Auditorium virtuel Claude Ballif
L'omnibus automobile
L’omnibus tiendrait son nom du magasin d’un chapelier à Nantes, "Omnes Omnibus", devant lequel s’arrêtaient les transports de la ville au début du 19e siècle. Véritable innovation, il devient rapidement incontournable dans le paysage parisien.









En 1905 à l'occasion du salon de l'automobile, la Compagnie Générale des Omnibus expérimente un omnibus ; non plus tiré par des chevaux mais "automobile". Il n'en fallait pas plus pour que les deux complices Vincent Hyspa & Erik Satie s'emparent du sujet. A Hyspa les paroles et à Satie évidemment la musique. Un seul objectif faire rire les habitués des cabarets parisiens et les visiteurs venus de province pour le fameux salon de l'automobile. Comme d'habitude, pas d'embrouille entre les deux hommes, les recettes se partagent à parts égales, comme les gueuletons arrosés d'absinthe et s'il en reste les cachets du cabaretier.
C'était pendant l'horreur du Quatorze Juillet,
Il faisait chaud, très chaud, sur la place Pigalle.
Un gros ballon, sans bruit, gravement ambulait
Par la route céleste unique et nationale.
Il faisait soif, très soif et le petit jet d'eau,
Esclave du destin, montait de bas en haut.
L'omnibus était vide et l'écriteau "Complet"
Détachait sur fond bleu ses sept lettres de flamme.
Je suivis au galop le monstre qui passait
En écrasant avec des airs d'hippopotame
Des femmes, des enfants, des chiens et des sergots.

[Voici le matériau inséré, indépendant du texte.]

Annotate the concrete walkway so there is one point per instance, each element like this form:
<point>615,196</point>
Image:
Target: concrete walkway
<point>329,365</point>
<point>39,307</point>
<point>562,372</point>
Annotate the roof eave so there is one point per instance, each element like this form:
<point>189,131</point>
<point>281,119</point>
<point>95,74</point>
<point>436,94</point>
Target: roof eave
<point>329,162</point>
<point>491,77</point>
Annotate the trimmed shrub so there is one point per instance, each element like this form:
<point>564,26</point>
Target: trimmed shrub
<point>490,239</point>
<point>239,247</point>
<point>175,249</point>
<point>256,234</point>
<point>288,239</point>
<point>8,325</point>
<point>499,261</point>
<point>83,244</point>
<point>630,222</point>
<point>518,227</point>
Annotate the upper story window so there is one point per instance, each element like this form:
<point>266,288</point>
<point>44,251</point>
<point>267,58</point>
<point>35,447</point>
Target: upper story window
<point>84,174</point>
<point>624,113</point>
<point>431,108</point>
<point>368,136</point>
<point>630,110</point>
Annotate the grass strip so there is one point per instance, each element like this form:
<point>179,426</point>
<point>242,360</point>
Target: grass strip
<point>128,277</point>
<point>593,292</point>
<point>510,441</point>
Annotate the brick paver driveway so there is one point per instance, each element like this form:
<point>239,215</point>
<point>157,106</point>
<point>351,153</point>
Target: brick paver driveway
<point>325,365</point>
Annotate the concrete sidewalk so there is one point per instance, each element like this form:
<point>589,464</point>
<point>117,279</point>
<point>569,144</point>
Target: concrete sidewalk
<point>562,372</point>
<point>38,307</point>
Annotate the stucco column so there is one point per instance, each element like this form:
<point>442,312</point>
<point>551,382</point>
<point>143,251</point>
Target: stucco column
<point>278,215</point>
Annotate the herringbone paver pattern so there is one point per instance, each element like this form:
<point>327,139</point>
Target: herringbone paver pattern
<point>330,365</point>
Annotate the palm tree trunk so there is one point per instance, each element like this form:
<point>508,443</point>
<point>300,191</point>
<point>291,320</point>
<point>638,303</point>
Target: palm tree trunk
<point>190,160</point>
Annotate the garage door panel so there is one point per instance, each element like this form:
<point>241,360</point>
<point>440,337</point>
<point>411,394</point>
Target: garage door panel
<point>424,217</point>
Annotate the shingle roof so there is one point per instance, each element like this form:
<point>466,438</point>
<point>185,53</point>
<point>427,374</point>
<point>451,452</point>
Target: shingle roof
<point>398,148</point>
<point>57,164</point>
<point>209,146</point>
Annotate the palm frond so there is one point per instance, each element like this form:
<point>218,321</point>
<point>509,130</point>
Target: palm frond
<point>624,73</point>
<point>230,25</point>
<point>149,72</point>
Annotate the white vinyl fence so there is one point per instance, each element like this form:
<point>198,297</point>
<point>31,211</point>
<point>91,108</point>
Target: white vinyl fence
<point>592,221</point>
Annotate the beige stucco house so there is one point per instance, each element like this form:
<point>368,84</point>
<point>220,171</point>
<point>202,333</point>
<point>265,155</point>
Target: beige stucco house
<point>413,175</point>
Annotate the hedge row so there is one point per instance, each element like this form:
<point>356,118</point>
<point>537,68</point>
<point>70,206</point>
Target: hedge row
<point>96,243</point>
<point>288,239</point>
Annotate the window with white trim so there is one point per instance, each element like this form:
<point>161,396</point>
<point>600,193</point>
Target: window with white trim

Des députés et des tas d'autres animaux.
Il était environ neuf heures trente-cinq,
La douce nuit venait de tomber avec grâce.
Et le petit jet d'eau pleurait sur le bassin,
Lorsque je vis passer au milieu de la place
Un omnibus, automobile, entendez-vous,
Avec de grands yeux verts et rouges de hibou.
Enfin il s'arrêta place de l'Opéra
Et je vis qu'il était chargé de sacs de plâtre.
Ces sacs, me dit le conducteur, ces sacs sont là
Pour remplacer le voyageur acariâtre ;
Nous faisons des essais depuis plus de vingt mois
Et ces sacs sont pour nous autant de gens de poids.
Mais pourquoi, dis-je au bon conducteur de l'auto
Qui venait d'écraser ces piétons anonnymes,
Pourquoi des sacs plutôt que ce cher populo?
C'est, me répondit-il, sur un ton de maxime,
C'est, voyez-vous, pour éviter des accidents
De personnes qui pourraient bien être dedans.
C'était pendant l'horreur du Quatorze Juillet,
Il faisait chaud, très chaud, sur la place Pigalle.
Un gros ballon, sans bruit, gravement ambulait
Par la route céleste unique et nationale.
Il faisait soif, très soif et le petit jet d'eau,
Prisonnier du destin, montait de bas en haut.

Vincent Hyspa est un acteur, auteur, compositeur, humoriste et chanteur français. Habitué du Chat Noir, complice et grand ami d'Erik Satie (qui composa pour lui Tendrement, Un dîner à l'Élysée, Chez le docteur, L'Omnibus automobile, Air fantôme). Quant à son autre ami Claude Debussy, il composa ( La Belle au bois dormant). Hyspa rédigea son célèbre monologue "Le Ver solitaire" qui le lança dans les milieux hydropathes. Auteur de quelques poèmes d'inspiration décadente, il chantait ses poèmes humoristiques dans les cabarets de Paris. Il a écrit aussi Le Médecin imaginaire, pièce en un acte, L'Éponge en porcelaine, conférences fantaisistes. Léon de Bercy dit qu’il était : "avec son pantalon à la turque, sa redingote persane, sa voix caverneuse, sa face de mandarin barbu et son impassibilité de fakir, un redoutable blagueur et qu’il avait, en plus, un mépris absolu de la rime".